I was struck by how Community Transitions managed to be both specific and adaptable in its support of individuals leaving the Bradgate Mental Health Unit who were experiencing homelessness, but also low support in nature so that service users were given the opportunity to regain their confidence and independence at their own pace.
Building Blocks helps children living in temporary accommodation, and includes working with children of all ages on both their mental and physical wellbeing but also working closely with schools. I was very aware after these meetings of the scope and variety of the work that Action Homeless does, and that both these projects are working to break the cycle of homelessness in different but integral ways.

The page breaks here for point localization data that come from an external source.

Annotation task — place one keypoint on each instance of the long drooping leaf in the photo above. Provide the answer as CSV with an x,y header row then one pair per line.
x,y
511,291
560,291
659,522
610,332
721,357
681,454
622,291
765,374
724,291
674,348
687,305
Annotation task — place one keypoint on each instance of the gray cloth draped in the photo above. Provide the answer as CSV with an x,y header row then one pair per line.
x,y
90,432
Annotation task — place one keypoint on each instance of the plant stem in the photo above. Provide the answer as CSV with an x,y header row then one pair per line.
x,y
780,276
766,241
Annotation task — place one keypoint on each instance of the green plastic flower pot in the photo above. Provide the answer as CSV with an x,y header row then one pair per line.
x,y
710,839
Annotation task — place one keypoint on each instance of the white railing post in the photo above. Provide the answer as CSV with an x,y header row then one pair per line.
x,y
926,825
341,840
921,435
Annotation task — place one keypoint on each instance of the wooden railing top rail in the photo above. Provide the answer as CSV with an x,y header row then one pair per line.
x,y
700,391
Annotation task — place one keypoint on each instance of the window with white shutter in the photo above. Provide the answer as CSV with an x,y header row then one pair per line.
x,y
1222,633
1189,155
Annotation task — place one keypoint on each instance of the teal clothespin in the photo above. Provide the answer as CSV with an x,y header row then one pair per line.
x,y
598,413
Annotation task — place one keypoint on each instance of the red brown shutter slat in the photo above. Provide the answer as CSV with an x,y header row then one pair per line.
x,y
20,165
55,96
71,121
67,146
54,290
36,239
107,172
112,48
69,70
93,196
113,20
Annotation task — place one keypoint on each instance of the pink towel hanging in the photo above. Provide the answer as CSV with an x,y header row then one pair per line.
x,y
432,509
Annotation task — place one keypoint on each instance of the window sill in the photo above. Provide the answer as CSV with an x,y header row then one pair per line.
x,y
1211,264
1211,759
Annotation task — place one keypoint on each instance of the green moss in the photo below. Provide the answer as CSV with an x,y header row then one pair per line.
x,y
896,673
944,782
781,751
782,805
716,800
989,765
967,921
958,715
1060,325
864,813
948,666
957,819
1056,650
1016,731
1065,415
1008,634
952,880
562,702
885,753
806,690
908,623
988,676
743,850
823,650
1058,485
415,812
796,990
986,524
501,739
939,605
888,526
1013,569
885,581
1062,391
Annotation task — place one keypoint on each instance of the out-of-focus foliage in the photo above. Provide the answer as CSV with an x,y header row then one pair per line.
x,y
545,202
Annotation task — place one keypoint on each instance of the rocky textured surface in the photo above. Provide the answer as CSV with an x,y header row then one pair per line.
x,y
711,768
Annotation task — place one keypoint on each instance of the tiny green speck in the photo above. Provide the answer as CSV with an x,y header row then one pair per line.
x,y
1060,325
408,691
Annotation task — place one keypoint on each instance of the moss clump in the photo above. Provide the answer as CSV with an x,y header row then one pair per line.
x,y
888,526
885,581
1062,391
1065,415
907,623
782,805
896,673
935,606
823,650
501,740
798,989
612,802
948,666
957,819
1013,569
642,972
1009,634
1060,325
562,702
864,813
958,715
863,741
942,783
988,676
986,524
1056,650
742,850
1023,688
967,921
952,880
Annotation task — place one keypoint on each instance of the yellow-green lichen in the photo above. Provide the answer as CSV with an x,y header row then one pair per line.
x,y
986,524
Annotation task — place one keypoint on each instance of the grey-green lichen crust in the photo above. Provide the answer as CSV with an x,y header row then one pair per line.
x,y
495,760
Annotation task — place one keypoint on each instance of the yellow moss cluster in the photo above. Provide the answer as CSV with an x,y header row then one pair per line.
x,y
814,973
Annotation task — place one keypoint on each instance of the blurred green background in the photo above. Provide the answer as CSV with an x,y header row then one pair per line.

It has been made clear to me that the reach of Action Homeless goes beyond the region that it operates in. I have been pleasantly surprised to hear how intentional this is, and includes initiatives such as ensuring that medical students who will one day be GP’s get to spend valuable time with service users and gain knowledge of their often complex needs. It is also clear that collaboration with other supporting organisations is very much purposeful and led by a desire to best meet the needs of people who have experienced homelessness. One of the more challenging tasks that I have undertaken in the last few weeks is preparing case studies which will form part of the Annual Impact Report put together by Action Homeless. These case studies are put together by Support Workers and detail the individual experiences of service users and how Action Homeless has supported them. Presenting these very personal experiences in such a way that is easily understood and communicates the varied work that the charity does has been a learning experience for me. Undertaking training provided in the concept of framing homelessness and the important of language in this was invaluable tool for me.
I am looking forward to getting more involved in my new role, and it is exciting to have an upcoming calendar of events and projects. For example, teams of volunteers will soon be transforming outdoor spaces in various properties just in time for the summer, and I am eager to see the newly refurbished Engage Hub open and being put to use as it is such a fantastic space that has gone through a great transformation. In addition to this the charity is working towards events to coincide with the 50th anniversary of Action Homeless, and there will be events in support of this milestone later in the year. Unfortunately, demand for the services that Action Homeless provides is greater than ever, and continuing to personally learn and develop my own skills to best address the complex challenge this fact presents from a funding and communications point of view is very important to me.